Apparement yavait moyen de la cracker pour avoir cette fonction, et aussi de surfer sur le WEB (si crackée)
 super tutos pour cela: 
http://www.macetvideo.com/appletv2_booste/appletv2_booste.html
http://www.maxiapple.com/2008/05/apple-tv-se-debride-avec-atv-flash.html


Les questions:
 1.ATV ancienne: pas de DTS, et la nouvelle ?
 2.ATV crackée : XMBC permet de streamer de la video via Itunes ?
 3.ATV crakcée:  AtvFlash: permet de lire des formats DivX... ?
4.Peut on brancher une souris sur ATV pour saisir plus vite les caracteres ?
 5. l'ancienne Apple TV à jour (version 2.3 je crois), ce que tu écouteras sur ton  Apple TV (et donc sur ta télé), tu pourras le diffuser sur la chaine  hifi branchée en jack/RCA à la borne express.         
   Pour la nouvelle Apple parle du AIRPLAY: mais il faut du materiel audio video compatible (dernier Denon ou Marantz)

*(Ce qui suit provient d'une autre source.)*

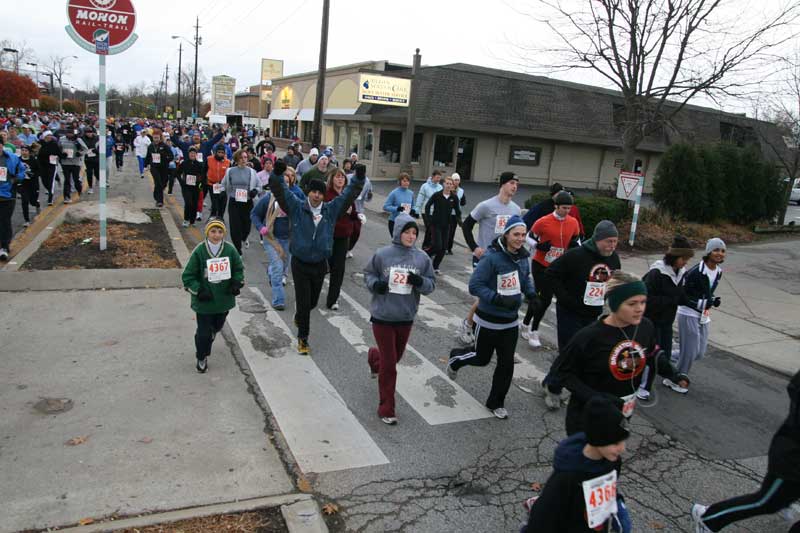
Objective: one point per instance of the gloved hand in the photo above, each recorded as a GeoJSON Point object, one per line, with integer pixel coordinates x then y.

c'est pas mieux d'avoir un mac mini qui lui a un clavier (pour ecrire et rechercher albums ou video) pour diffuser les media sur la TV ? Avec le soft PLEX par exemple

Patrice


----------



## atari.fr (2 Septembre 2010)

J'ai aussi du mal à voir l'interet

Sauf que les boxs n'ont pas une belle image en sortie HDMI
 et je ne sais pas si en VOD sur les boxs ont peut avoir des films en HD ?

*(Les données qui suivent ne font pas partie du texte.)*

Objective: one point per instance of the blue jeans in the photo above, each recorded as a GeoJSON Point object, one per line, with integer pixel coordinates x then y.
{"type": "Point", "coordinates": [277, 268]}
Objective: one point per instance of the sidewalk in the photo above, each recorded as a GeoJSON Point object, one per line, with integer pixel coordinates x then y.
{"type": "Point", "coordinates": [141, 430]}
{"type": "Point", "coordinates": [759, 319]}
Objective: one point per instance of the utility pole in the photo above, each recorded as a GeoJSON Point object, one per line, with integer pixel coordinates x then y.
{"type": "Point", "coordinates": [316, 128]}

Par contre le stream de la musique / Itunes les boxs ne le font pas
 les box font la radio web


----------



## Gwen (2 Septembre 2010)

ipascm a dit:


> est ce que l'ancienne apple tv est updatable avec le soft du nouvel apple TV??????



Il y a peu de chance, ce n'est pas le même hardware du tout.


----------



## ubusky (2 Septembre 2010)

atari.fr a dit:


> Les questions:
> 
> 2.ATV crackée : XMBC permet de streamer de la video via Itunes ?

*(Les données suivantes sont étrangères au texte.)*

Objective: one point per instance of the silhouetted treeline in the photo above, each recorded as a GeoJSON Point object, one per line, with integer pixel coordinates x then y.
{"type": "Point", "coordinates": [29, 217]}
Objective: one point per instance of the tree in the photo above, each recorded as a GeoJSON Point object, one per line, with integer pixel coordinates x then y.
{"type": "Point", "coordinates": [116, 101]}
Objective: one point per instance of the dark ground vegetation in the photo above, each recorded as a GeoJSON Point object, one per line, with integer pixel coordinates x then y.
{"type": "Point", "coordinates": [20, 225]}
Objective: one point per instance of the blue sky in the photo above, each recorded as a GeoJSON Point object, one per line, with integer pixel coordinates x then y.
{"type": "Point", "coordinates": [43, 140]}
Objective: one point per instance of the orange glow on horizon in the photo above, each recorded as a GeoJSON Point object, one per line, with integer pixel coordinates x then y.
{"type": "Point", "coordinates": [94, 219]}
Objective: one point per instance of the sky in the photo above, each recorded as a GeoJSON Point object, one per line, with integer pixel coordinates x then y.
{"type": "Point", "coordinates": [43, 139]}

XBMC ne passe pas par itunes d'où l'avantage de pouvoir les .avi et autres formats vidéo non supporté par itunes.
Chez moi, c'est simplement un dossier qui est partagé sur mon imac, et XBMC se  connecte à ce dossier. Attention  toutefois, s'il y a trop de fichiers dans ce dossier partagé, l'appleTV n'apprécie pas trop et saccade la lecture...


----------



## fpoil (2 Septembre 2010)

atari.fr a dit:


> Ok elle est moins cher la nouvelle: 119 euros, 269 euros l'ancienne avec 160go (avant sept 2009: 299 euros la 40 Go)
> 
> Les questions:
> 1.ATV ancienne: pas de DTS, et la nouvelle ?
> ...



1) non crackée je ne sais pas mais une ATV ancienne crackée avec xbmc/boxee accepte le dts en passtrough (il faut alors un ampli sachant décoder le dts) ou downmix en stereo (à confirmer )
2) euh à priori non mais bon si la video vient de d'itunes, l'os de l'ATV sait le faire (à moins bien sûr de ce soit un .mp4 en 1080p à haut bitrate). Au pire, il suffit dans itunes (pref) d'indiquer que lorsque tu mets une video dans itunes, tu laisses le fichier à sa place, fichier que tu pourras lire via xbmc en ayant activer le partage windows (smb) sur ton mac
3) xbmc ou boxee lisent quasiment tout sauf peut être certains formats real (jamais testé) ou du flash HD
4) oui mai si tu as un iphone ou ipad, l'appli remote est pas mal, voir remote hd pour ceux qui ont crackée leur ATV avec Atv flash
5) je ne suis pas sûr (loin de là)  que tu puisses balancer le son d'une ATV ancienne vers une airports express via le réseau (limitation de l'ATV), c'est réservé à Itunes. Par contre avec airtunes, ton ATV ancienne branchée en filaire à un ampli devient un haut parleur déporté pour toutes les bibliothèques itunes de la maison (encore plus agréable avec l'appli remote car plus besoin de l'écran de la Tv soit allumé)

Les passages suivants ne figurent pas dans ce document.